I went to work for a cybersecurity company and ended up playing a lot with DNS. The first few years were complete chaos, but hella fun! But that changed, and my suggestions weren't listened to. In my opinion, Sand Hill Road has ruined the threat indicator space (omitting the journey for brevity).

I suppose what I'm doing now is 1) illustrating cool or quirky things about the technology and 2) making winners and losers in the DNS / DDI space.

I don't know that someone without the discipline to run their own business (and the wisdom not to if you don't have to, IOW move fast or go far) is going to be able to make money on side projects consistently. I'm not really trying to. So let's talk about the non-monetary rewards.

I meet the other fanatics in this space. When I make winners, they're allies. When I make losers, they provide me with free publicity. I have an awesome rollidex (look it up). <--- these are the true reasons I do it

Does this ever make me money? Indirectly yes I suppose it does. I know what I can do, and other people at the top of their game know what I can do; and I know who's at the top of their game (and oftentimes who's not). People reach out to me about quirky opportunities: I spent last winter hunting medical devices on a network (because DDI).

Would you do anything for money? Would you do anything your heart called you to do? Think about what truly motivates you and why. How does your project align with your motivation?

Make a pitch deck for your project, or for the problem area it addresses (a plea for help). In my case, I always produce working code; so that's what I do. Then publicize it, see what feedback (any kind) you get; be gracious (ok, at least try).

How'd it go? Check back with your motivation compass: is the path from here to the North clear? If not, can you plot a course? Yes? Pivot. Repeat. Just like a business, really. No? Move on to something else.

Meta: You're using words like "managing", "discipline", "slacking", "guilt"... and also "relaxing" and "working". But you don't use them in the same paragraph as "money".
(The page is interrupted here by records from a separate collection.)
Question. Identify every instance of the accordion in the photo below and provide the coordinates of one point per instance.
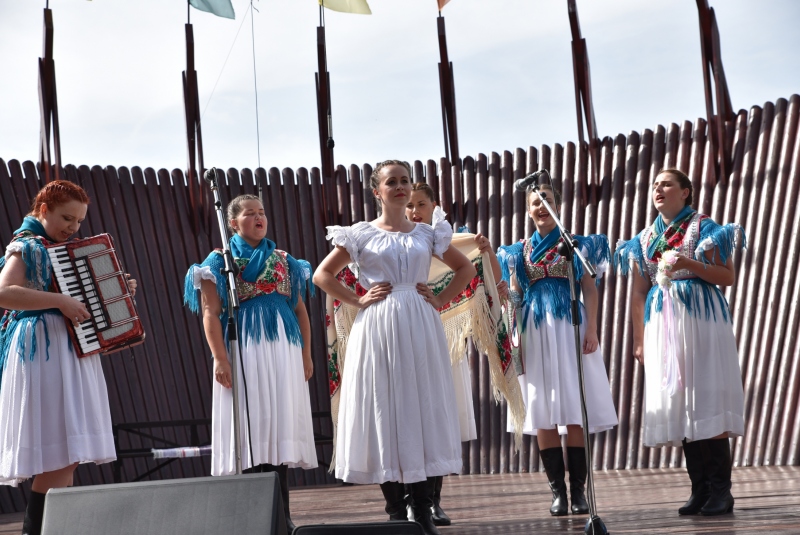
(89, 271)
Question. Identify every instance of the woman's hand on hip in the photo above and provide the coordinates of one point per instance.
(590, 342)
(222, 372)
(638, 352)
(378, 292)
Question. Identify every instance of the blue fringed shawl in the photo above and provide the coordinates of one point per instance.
(258, 316)
(38, 270)
(550, 294)
(695, 294)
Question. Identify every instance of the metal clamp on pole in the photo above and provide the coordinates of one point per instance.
(568, 248)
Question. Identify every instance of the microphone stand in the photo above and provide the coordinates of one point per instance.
(568, 247)
(231, 270)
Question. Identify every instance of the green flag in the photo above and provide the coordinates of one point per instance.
(359, 7)
(220, 8)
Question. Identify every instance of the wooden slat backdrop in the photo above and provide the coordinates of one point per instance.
(169, 377)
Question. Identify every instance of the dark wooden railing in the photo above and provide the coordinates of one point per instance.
(169, 376)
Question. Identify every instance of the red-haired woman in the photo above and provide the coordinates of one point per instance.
(683, 335)
(54, 409)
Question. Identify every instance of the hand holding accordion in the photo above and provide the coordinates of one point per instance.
(89, 271)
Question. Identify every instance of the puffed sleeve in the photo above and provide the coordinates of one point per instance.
(344, 237)
(719, 237)
(300, 273)
(628, 254)
(38, 268)
(210, 269)
(442, 233)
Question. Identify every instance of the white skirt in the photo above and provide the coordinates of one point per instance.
(398, 419)
(711, 400)
(280, 409)
(550, 386)
(54, 412)
(462, 383)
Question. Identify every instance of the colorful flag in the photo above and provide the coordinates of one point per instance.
(220, 8)
(359, 7)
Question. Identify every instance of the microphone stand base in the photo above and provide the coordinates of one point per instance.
(595, 526)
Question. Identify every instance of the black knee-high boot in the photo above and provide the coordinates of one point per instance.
(553, 461)
(283, 476)
(422, 492)
(440, 518)
(696, 458)
(576, 457)
(718, 470)
(32, 524)
(394, 494)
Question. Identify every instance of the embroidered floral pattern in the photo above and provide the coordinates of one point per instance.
(334, 378)
(681, 238)
(505, 347)
(273, 278)
(672, 238)
(466, 294)
(551, 264)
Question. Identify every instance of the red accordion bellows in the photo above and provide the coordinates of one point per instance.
(89, 271)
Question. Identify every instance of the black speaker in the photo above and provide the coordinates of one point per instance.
(246, 504)
(371, 528)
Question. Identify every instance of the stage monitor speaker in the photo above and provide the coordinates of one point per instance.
(371, 528)
(243, 505)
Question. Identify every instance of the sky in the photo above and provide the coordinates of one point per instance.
(119, 64)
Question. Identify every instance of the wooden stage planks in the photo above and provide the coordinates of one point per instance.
(629, 501)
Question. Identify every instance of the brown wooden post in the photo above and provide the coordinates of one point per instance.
(448, 96)
(49, 162)
(194, 138)
(712, 68)
(583, 91)
(325, 123)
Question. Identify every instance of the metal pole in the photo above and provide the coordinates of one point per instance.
(230, 270)
(567, 248)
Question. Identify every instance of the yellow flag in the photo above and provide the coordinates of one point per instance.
(359, 7)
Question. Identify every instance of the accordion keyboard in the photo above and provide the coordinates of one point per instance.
(89, 271)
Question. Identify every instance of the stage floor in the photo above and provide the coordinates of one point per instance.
(629, 501)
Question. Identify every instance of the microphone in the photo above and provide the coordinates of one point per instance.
(523, 183)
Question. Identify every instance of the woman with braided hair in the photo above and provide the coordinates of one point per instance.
(538, 276)
(683, 335)
(54, 411)
(397, 420)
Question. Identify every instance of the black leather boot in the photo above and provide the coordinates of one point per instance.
(394, 494)
(32, 524)
(283, 476)
(422, 492)
(440, 518)
(576, 457)
(553, 461)
(718, 470)
(696, 457)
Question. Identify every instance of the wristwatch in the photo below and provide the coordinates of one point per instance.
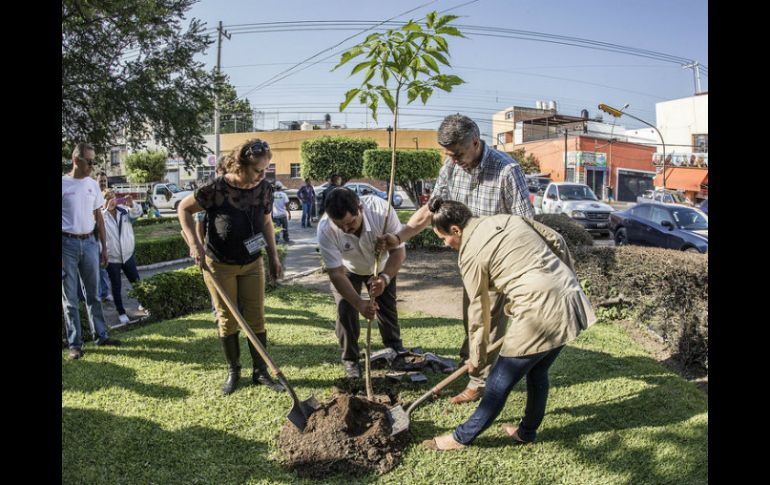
(385, 277)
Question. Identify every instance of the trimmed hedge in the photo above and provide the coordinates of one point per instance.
(161, 249)
(325, 156)
(663, 289)
(175, 293)
(573, 233)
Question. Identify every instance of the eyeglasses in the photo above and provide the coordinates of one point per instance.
(257, 149)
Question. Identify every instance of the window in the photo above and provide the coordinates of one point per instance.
(641, 211)
(700, 143)
(659, 215)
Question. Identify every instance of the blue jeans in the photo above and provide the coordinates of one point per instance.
(282, 221)
(306, 214)
(505, 374)
(129, 268)
(104, 283)
(81, 265)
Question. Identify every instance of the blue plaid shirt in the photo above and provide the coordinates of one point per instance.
(495, 186)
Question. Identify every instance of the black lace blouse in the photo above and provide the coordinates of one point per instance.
(233, 215)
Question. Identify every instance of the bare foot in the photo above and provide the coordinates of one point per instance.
(443, 443)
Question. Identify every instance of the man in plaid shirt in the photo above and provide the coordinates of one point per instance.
(489, 182)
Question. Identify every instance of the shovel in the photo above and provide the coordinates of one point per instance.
(301, 410)
(399, 419)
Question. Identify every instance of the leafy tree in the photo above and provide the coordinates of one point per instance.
(411, 167)
(325, 156)
(128, 75)
(529, 163)
(409, 57)
(235, 115)
(146, 166)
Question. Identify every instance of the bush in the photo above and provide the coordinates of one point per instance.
(176, 293)
(411, 167)
(325, 156)
(665, 290)
(572, 232)
(161, 249)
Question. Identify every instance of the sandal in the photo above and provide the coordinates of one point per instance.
(513, 433)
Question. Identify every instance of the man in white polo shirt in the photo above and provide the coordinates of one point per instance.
(82, 230)
(347, 235)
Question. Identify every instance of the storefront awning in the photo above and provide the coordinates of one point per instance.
(683, 178)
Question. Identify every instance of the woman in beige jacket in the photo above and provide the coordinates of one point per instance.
(530, 264)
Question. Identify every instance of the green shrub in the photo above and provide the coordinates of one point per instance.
(665, 290)
(161, 249)
(325, 156)
(572, 232)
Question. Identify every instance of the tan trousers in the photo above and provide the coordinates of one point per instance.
(245, 286)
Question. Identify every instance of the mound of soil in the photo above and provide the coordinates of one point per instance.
(347, 435)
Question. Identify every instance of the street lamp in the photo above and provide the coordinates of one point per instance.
(618, 113)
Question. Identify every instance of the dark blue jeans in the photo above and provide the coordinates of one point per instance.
(306, 206)
(113, 269)
(283, 222)
(505, 374)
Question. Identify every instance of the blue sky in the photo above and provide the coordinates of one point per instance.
(498, 72)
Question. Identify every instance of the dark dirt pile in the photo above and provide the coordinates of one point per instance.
(347, 435)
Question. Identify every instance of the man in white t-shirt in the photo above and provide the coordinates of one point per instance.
(281, 215)
(347, 234)
(81, 224)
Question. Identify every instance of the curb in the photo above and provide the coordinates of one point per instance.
(300, 275)
(163, 264)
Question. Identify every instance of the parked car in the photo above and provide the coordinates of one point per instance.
(537, 183)
(361, 189)
(663, 196)
(661, 225)
(577, 201)
(704, 206)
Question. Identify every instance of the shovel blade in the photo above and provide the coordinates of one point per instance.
(301, 411)
(399, 420)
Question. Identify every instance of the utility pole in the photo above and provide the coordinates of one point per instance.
(220, 33)
(565, 155)
(695, 74)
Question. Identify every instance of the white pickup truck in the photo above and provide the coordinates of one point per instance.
(163, 196)
(579, 202)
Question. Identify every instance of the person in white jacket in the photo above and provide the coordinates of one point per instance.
(118, 215)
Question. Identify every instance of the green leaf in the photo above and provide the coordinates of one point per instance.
(430, 62)
(445, 20)
(453, 31)
(442, 44)
(348, 98)
(369, 74)
(359, 67)
(412, 26)
(430, 19)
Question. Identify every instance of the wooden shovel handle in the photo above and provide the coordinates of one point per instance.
(462, 370)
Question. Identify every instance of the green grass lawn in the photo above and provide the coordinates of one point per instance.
(150, 411)
(155, 231)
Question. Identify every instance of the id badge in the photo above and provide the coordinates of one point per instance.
(254, 244)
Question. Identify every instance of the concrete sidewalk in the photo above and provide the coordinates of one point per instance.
(302, 258)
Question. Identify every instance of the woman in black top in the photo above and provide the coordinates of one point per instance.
(239, 224)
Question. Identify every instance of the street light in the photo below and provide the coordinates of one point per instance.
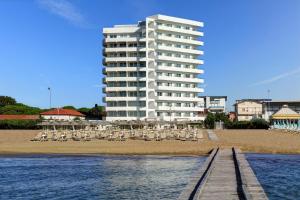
(49, 89)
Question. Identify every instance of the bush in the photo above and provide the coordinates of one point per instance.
(253, 124)
(209, 121)
(6, 100)
(19, 109)
(19, 124)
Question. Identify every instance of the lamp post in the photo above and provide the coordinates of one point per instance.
(49, 89)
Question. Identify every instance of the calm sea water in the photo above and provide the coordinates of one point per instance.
(278, 174)
(95, 177)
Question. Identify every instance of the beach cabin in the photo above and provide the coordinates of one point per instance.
(286, 119)
(62, 114)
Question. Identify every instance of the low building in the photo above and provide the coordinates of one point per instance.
(214, 104)
(62, 114)
(19, 117)
(286, 118)
(273, 106)
(248, 109)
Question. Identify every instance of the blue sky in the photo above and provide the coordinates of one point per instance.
(250, 46)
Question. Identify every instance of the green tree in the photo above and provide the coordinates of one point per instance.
(6, 100)
(19, 109)
(209, 121)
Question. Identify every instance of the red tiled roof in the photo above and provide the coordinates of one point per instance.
(62, 111)
(19, 117)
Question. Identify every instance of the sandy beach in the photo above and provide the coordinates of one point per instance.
(255, 141)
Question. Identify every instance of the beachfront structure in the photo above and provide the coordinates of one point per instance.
(19, 117)
(151, 69)
(286, 118)
(214, 104)
(62, 114)
(273, 106)
(248, 109)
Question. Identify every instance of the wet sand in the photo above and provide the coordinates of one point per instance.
(254, 141)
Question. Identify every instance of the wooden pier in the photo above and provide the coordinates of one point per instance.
(226, 174)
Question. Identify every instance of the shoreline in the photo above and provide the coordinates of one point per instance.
(17, 142)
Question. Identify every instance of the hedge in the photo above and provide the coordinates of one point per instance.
(19, 124)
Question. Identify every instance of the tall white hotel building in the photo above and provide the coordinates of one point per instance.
(152, 69)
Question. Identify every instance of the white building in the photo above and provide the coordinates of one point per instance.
(214, 104)
(62, 114)
(152, 69)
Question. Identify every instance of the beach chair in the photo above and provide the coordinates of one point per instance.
(62, 137)
(37, 137)
(200, 135)
(44, 137)
(112, 136)
(86, 137)
(121, 136)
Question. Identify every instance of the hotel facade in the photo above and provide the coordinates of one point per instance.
(152, 70)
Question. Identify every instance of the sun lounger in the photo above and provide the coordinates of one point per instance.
(37, 137)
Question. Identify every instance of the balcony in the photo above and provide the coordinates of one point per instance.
(183, 50)
(180, 79)
(127, 49)
(179, 30)
(115, 89)
(172, 109)
(179, 69)
(124, 59)
(124, 39)
(181, 89)
(125, 78)
(104, 80)
(104, 71)
(177, 99)
(182, 60)
(128, 69)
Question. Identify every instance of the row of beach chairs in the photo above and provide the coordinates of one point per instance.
(119, 135)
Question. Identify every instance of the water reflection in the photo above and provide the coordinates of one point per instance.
(95, 177)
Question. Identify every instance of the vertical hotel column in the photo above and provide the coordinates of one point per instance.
(150, 55)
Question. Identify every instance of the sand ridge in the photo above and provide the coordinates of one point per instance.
(254, 141)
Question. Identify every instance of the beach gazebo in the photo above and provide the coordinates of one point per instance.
(286, 118)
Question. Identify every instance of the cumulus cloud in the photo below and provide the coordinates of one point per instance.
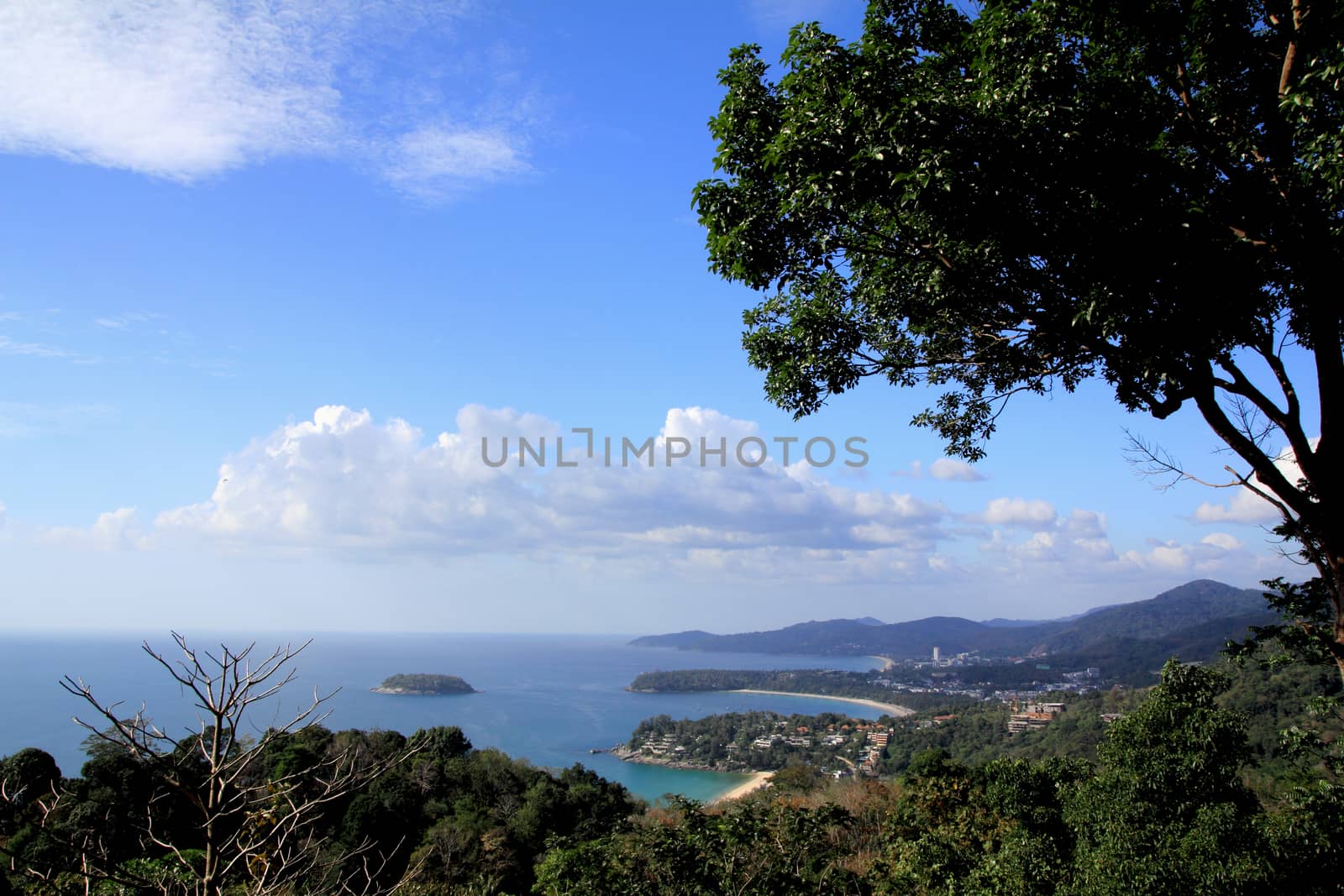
(1247, 506)
(344, 481)
(1019, 512)
(185, 89)
(114, 531)
(346, 484)
(436, 160)
(1222, 540)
1) Above, I made a comment about "move fast or go far": in my experience things oftentimes start out as "move fast" and transition to "go far". Are you a go-it-alone person, or do you find safety in numbers?

2) Baseball. Do baseball players make better baseballs because they know how to hit home runs? Is winning the game the result of discipline and training, or is it just something that tends to happen more often when you're part of (or are) a cold-blooded, well-oiled and single-minded machine?


> I have started assuming that most of the people here have some kind of side project that makes them money.

I haven't paid attention to it, but probably the people who mention "my side projects" aren't regulars, and it's probably a Baader-Meinhof thing for you.

If you want to be methodical (or me, since I'm just guessing with no data), you could go through the top 10k commenters here: https://whaly.io/posts/top-10k-commenters-of-hacker-news-in-... (it was mentioned on HN a few days ago) and see if they wrote "my side project" or something along those lines...


I notice these kinds on comment whenever some people share something with "Shown HN: I made this and it makes revenue" kind of posts. There will be few people there, sharing their experience. That is where the bias started from and I got more curious about it whether it is actually true or not!